How common is his configuration of A3 and R1 for draining the C1 capacitor in other designs? Similarly, how common is the bridging D5 diode for faster response to dramatic level changes?

[Rob Strand]

How common is his configuration of A3 and R1 for draining the C1 capacitor in other designs? Similarly, how common is the bridging D5 diode for faster response to dramatic level changes?

I'd call it a known but not that common configuration.

The discharge actually depends on the input level.  For the same average discharge behaviour the resistor values needs to be a smaller value than a simple resistor to ground connection.  The question is, once you do that, does it sound better or worse?   There's so many minor variations on these things.

A lot of compressors deliberately have a non-precision diode drop in the rectifier to get a softer compression knee.

[phasetrans]

How common is his configuration of A3 and R1 for draining the C1 capacitor in other designs?
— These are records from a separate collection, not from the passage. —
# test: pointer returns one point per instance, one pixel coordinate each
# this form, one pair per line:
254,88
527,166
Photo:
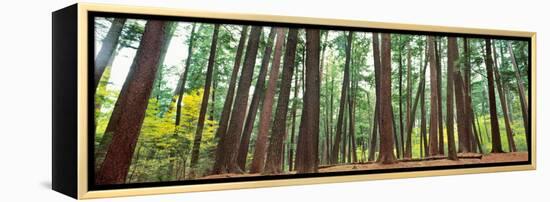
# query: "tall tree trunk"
258,160
375,130
411,114
386,126
509,133
521,88
343,95
255,103
183,79
114,168
108,47
495,130
294,109
274,160
226,152
204,104
226,111
309,127
400,151
468,100
441,149
434,147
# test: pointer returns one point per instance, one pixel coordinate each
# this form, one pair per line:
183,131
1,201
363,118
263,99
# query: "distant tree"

Similarly, how common is the bridging D5 diode for faster response to dramatic level changes?

I'd call it a known but not that common configuration.

...

A lot of compressors deliberately have a non-precision diode drop in the rectifier to get a softer compression knee.

Rob, is there a canonical discussion of control voltage rectifiers and attack release approaches?

2 decades behind mixing desks, and most of the things that matter in a compression are in the profile of the control voltage attack and release.

[Rob Strand]

Rob, is there a canonical discussion of control voltage rectifiers and attack release approaches?

2 decades behind mixing desks, and most of the things that matter in a compression are in the profile of the control voltage attack and release.

Not really.

For rectifiers it's all over the place.   The basic forms are some electronics texts, Linear Tech and Analog devices applications.  There were quite a few examples in magazine articles and books by Jerald Graeme from the 70's.   These are just rectifiers in isolation.   To keep things simple just pick a form and run with it.

A detailed analysis of compressors is in this article.   However he only goes through a few scenarios.  This is a "pure" design without adding diode drops to mess with the control profile.
https://web.archive.org/web/20160607164247/http://ajoliveira.com/ajoliveira/gen/pdf/preprints/paris88.pdf

The NE571, NE570 datasheets and appnotes are always good value.  So too are a lot of stuff from That corporation.  It can take some time understanding the rectifiers in those because they are tricky ways of getting rms converters.

If you look at all the variations it's actually an enormous amount of effort to evaluate.   I did a lot of stuff in the 90's.   The control profile is very different for feedforward and feedback.   A simple linear rectifier can produce infinite compression on feedforward but you need a very sharp characteristic to get that with feedback - for example the Dyna Comp rectifier uses the VBE characteristic,  very sharp on/off, and it produces a limiting character (with practical signal levels it reaches something in the order of 10:1 as the exponential characteristic never gets to be vertical.)